Trendsetters: Yorkville Hops & Produce
Yorkville Hops & Produce aims to make Georgia a world player in growing local hops.
The exponential growth of craft breweries in Georgia and throughout the world – and the increasing preference for more robust-tasting beers like India Pale Ales – has created a greater demand for hops, the flowering plants used to flavor beers. However, many experts agree that the picky vegetation will only thrive between the 35th and 55th latitudinal parallels, which explains why the Pacific Northwest is the source of 98 percent of the commercially grown hops in the U.S.
Those with a passion for the aromatic plants, like Yorkville Hops and Produce owner Mike Barber, refuse to let conventional wisdom stand in their way.
In 2017, after researching crops to grow on his newly acquired 30 acres in Yorkville, in Paulding County, he launched his commercial hoppery with 42 plants and 24-foot poles to support the climbing botanicals.
“I tried it and failed miserably,” he says. “Only one plant came up, but it grew to be 12 feet tall and produced a pound and a half of hops, so that gave me hope.”
He then sought a vendor for his starter hops that was closer to Yorkville’s 33rd parallel location, figuring those varieties would be more adaptable to the Southern heat, humidity and soil. Last year, he planted 144 hops plants, and about 90 percent of them grew – some as tall as 22 feet.
“Everyone I talked to said that amount of growth was incredible for first-year plants,” he says, explaining it takes three years for the hops to be fully developed and that the plants can produce for up to 15 years.
Since hops are considered a food product, they must be government-inspected and certified for acidity. When Barber couldn’t fulfill those requirements last year, he began looking for ways to give the hops away, hoping they would make it into beer. He contacted Johnnie MacCracken’s Celtic Firehouse Pub in Marietta, and owners Kathy and Gary Leake were immediately interested. He says they brewed about 10 types of beer with his hops, and “everything was as good if not better with the fresh hops.”

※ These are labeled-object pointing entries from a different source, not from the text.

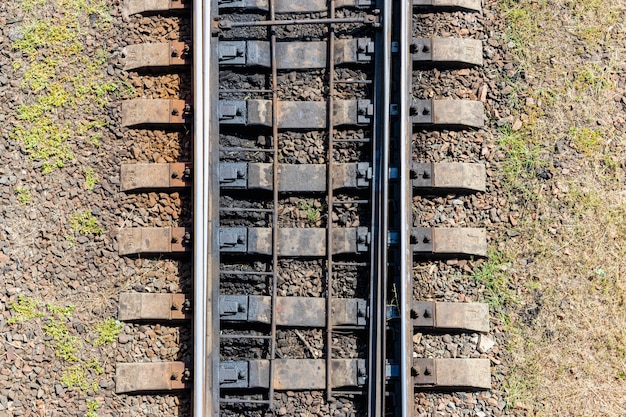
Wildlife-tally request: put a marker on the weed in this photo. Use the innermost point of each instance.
(108, 331)
(128, 89)
(493, 275)
(75, 376)
(71, 239)
(46, 140)
(65, 345)
(92, 407)
(586, 140)
(593, 78)
(61, 311)
(85, 223)
(523, 158)
(60, 75)
(95, 366)
(24, 309)
(90, 178)
(23, 195)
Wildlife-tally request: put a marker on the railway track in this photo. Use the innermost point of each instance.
(303, 240)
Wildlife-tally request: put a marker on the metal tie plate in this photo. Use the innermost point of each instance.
(131, 7)
(292, 311)
(155, 176)
(292, 374)
(295, 55)
(293, 177)
(141, 111)
(448, 176)
(151, 306)
(474, 5)
(154, 240)
(450, 316)
(453, 241)
(293, 242)
(295, 114)
(146, 55)
(290, 6)
(451, 373)
(152, 376)
(447, 51)
(463, 113)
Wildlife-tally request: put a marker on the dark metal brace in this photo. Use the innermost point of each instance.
(422, 111)
(234, 175)
(422, 239)
(422, 174)
(233, 239)
(233, 374)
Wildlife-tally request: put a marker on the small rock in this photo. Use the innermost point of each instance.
(485, 343)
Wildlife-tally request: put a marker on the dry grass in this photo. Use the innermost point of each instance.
(568, 337)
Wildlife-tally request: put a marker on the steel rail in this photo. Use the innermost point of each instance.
(380, 195)
(272, 370)
(406, 288)
(203, 401)
(329, 186)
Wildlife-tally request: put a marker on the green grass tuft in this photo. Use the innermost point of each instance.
(23, 195)
(108, 331)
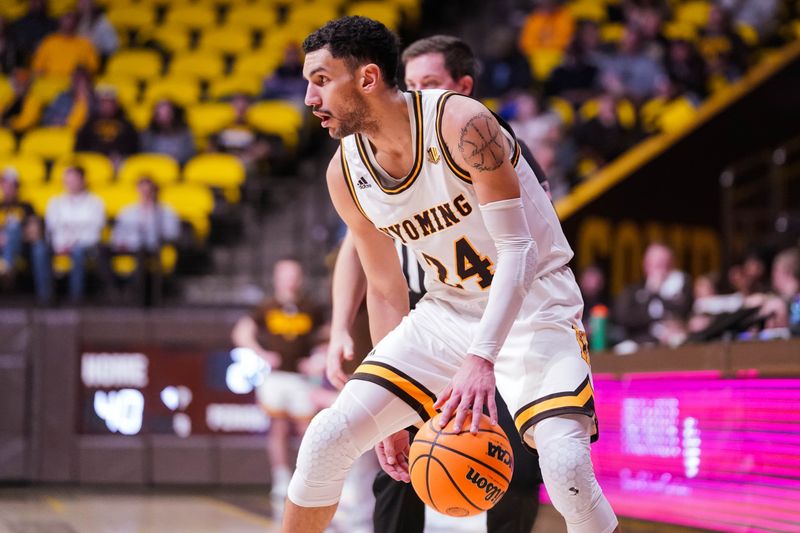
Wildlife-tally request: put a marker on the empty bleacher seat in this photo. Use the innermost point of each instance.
(30, 168)
(48, 142)
(7, 142)
(203, 65)
(182, 90)
(230, 39)
(161, 168)
(222, 171)
(137, 64)
(277, 117)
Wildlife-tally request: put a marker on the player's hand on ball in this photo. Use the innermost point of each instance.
(393, 456)
(340, 348)
(470, 390)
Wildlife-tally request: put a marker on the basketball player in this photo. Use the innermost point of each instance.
(438, 62)
(435, 171)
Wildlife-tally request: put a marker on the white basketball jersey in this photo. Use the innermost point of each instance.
(434, 210)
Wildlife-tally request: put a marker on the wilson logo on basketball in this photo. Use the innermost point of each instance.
(498, 452)
(493, 492)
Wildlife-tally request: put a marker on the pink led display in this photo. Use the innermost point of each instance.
(698, 450)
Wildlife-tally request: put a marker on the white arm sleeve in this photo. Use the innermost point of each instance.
(517, 256)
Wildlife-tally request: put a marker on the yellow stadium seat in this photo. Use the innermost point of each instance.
(7, 142)
(161, 168)
(680, 31)
(192, 15)
(209, 118)
(30, 168)
(380, 11)
(48, 142)
(277, 117)
(98, 169)
(312, 14)
(588, 10)
(116, 197)
(131, 16)
(6, 93)
(203, 65)
(39, 195)
(137, 64)
(612, 33)
(223, 171)
(188, 199)
(182, 90)
(56, 8)
(694, 12)
(563, 109)
(748, 34)
(253, 16)
(543, 62)
(677, 115)
(172, 38)
(259, 63)
(126, 87)
(224, 87)
(46, 88)
(626, 112)
(231, 40)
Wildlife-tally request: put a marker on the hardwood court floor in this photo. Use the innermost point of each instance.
(79, 510)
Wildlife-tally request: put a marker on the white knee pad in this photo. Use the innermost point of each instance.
(564, 457)
(363, 414)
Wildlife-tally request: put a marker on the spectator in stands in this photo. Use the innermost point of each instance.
(786, 274)
(141, 230)
(575, 79)
(283, 331)
(241, 139)
(9, 49)
(761, 15)
(602, 138)
(108, 130)
(654, 310)
(19, 226)
(95, 26)
(549, 27)
(724, 51)
(287, 81)
(504, 68)
(686, 69)
(630, 72)
(60, 53)
(71, 107)
(168, 133)
(74, 222)
(29, 30)
(532, 124)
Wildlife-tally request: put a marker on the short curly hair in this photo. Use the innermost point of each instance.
(358, 41)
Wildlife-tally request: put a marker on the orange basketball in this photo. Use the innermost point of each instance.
(460, 474)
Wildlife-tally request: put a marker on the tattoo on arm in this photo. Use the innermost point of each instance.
(481, 143)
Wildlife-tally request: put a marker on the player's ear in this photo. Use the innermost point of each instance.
(465, 85)
(370, 76)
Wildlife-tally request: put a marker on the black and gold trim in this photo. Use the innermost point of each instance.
(448, 158)
(348, 179)
(579, 401)
(418, 152)
(411, 391)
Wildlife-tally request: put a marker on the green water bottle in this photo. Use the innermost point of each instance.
(598, 328)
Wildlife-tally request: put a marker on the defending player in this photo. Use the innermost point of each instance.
(477, 219)
(437, 62)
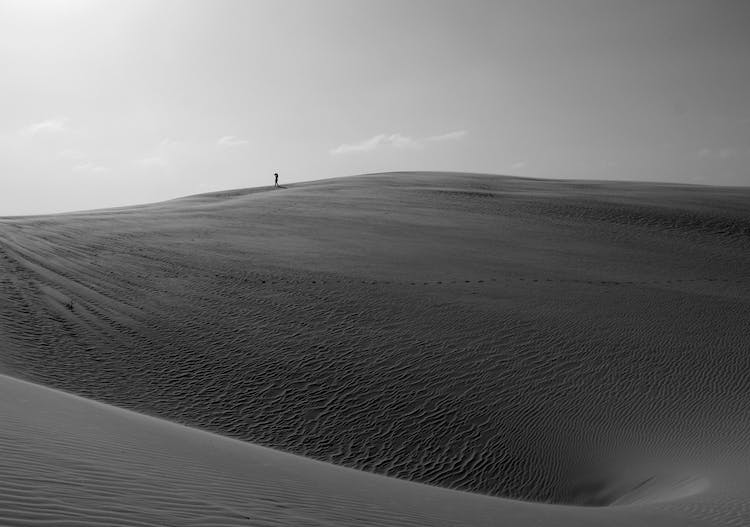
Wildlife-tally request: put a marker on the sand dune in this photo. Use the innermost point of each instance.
(548, 341)
(72, 461)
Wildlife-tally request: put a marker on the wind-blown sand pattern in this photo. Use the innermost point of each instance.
(551, 342)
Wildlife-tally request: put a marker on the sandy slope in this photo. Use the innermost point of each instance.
(71, 461)
(579, 343)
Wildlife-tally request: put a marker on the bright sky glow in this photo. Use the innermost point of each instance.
(108, 103)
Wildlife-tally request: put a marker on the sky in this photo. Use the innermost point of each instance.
(115, 102)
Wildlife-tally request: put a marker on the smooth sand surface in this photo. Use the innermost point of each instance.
(577, 343)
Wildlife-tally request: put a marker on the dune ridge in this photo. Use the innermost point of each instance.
(71, 461)
(549, 341)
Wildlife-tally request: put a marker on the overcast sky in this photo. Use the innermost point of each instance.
(119, 102)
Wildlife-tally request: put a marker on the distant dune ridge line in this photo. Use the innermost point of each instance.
(568, 342)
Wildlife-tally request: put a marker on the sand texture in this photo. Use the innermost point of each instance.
(544, 351)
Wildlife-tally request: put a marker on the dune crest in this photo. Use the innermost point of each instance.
(549, 341)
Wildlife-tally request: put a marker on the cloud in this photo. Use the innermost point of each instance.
(721, 153)
(89, 168)
(50, 126)
(726, 153)
(394, 141)
(157, 161)
(229, 141)
(450, 136)
(165, 153)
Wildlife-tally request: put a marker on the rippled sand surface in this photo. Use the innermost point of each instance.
(554, 349)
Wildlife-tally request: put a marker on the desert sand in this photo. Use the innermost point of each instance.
(506, 351)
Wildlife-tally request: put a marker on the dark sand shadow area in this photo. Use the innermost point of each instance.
(574, 343)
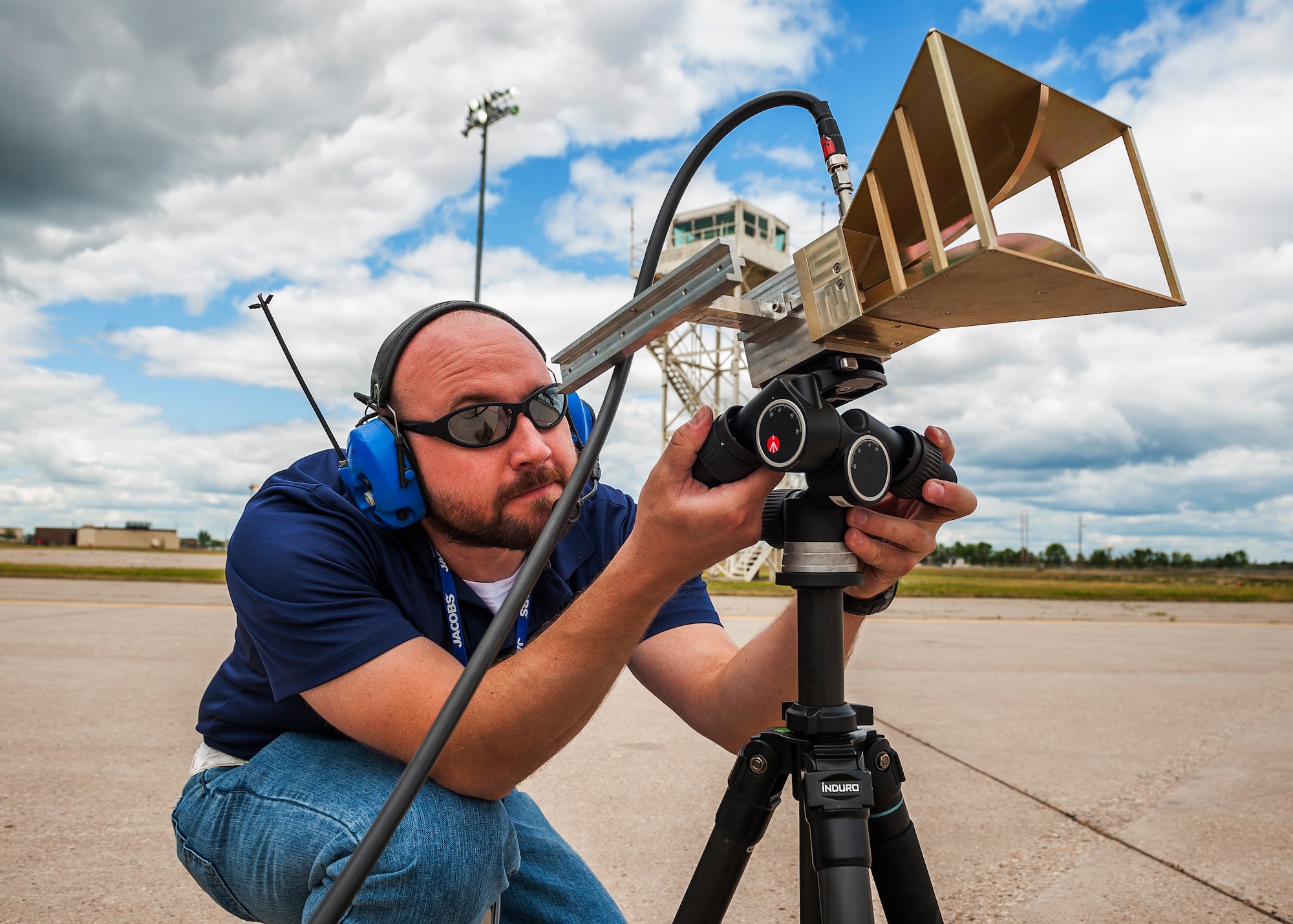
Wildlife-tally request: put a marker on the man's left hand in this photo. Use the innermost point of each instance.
(895, 535)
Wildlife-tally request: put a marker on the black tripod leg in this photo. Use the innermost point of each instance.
(902, 877)
(841, 854)
(810, 901)
(753, 793)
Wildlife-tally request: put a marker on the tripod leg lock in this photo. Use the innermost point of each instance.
(754, 790)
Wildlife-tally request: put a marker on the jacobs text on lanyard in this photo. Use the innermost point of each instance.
(456, 621)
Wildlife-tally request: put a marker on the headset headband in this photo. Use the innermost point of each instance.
(392, 349)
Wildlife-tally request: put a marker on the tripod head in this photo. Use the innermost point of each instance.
(850, 460)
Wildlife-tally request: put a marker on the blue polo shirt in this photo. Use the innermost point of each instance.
(320, 589)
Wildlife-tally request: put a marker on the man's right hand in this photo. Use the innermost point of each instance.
(685, 526)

Collaborating with the Leakes and their brewmasters, Barber is planting 288 more plants this spring, including six different varieties. “It will put us over 432 plants,” he says. He’s also investing in equipment to dry and pelletize the hops, and he’s arranging to have them inspected for commercial sale. In addition, Barber says he will experiment with two harvests, the first in mid-June and the second in October.
The former IT manager had little previous agriculture experience, but his initial success has increased his enthusiasm for growing hops to sell to Georgia craft brewers. And, he’s looking forward to getting the projected $12- to $15-a-pound sale price.
“I’m going to keep putting hops in until I run out of room,” he says. “I’m having fun doing it, and I’m having fun proving a lot of people wrong. I really think we can move Georgia forward to become a world player [in hops and craft beer].”